Learn of the different types of bank loans and how they operate to bring benefits to both parties.
Whether through misfortune or just a need for money to finance a project, it’s possible to get into a situation where you need to borrow money, there are many places you can borrow money but the most common is the bank. So, what is a bank loan? Bank loans are monetary loans from commercial lenders. These types of loans will have a predetermined time duration together with interest, either fixed of adjustable.
The Different Types of Bank Loans
There are several different types of loans. The most common are car loans (used and new), credit cards, home loans (fixed & adjustable rate), business loans, student loans, and personal loans.
A bank loan made on collateral, such as a car loan and home mortgage, has security attached to this it. Therefore, if the customers is unable to pay his loan, the bank repossess the vehicle to protect its interest. This vehicle is sold to recover the outstanding balance of this loan.
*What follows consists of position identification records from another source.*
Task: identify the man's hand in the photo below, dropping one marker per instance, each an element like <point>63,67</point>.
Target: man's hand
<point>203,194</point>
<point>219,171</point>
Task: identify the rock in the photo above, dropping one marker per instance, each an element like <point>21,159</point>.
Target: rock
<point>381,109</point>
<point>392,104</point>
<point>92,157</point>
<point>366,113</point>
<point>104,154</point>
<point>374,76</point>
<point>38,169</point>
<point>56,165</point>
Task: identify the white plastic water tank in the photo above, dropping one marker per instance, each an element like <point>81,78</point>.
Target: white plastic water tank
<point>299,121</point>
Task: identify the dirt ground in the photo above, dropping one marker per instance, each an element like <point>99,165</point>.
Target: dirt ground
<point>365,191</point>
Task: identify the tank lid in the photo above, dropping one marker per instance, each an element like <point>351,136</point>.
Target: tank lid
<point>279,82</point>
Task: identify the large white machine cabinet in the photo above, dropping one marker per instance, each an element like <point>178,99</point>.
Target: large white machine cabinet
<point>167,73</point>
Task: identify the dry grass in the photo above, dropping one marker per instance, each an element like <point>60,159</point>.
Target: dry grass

Unsecured loans don’t have any security. This means the bank is much less protected. The unsecured loans include signature loans, credit cards and student loans. If the customer is not able to pay the unsecured loan, the bank may have to sue him/her to recover their funds.
The different bank loans available to customers today are as follows:
- Bridging loans
- Commercial loans
- Debt consolidation loans
- Guarantor loans
- Home equity loans
- Home improvement loans
- Installment loans
- Online loans
- Payday loans
- Quick cash loans
- Secured loans
- Small business loans
- Student loans
- Unsecured loans
The function of a bank loan’ is to provide a bank customer with funds to fulfill the purpose of that loan, and to give the bank the interest income. Many bank loans are made on collateral to protect the bank from loss in case of loan default.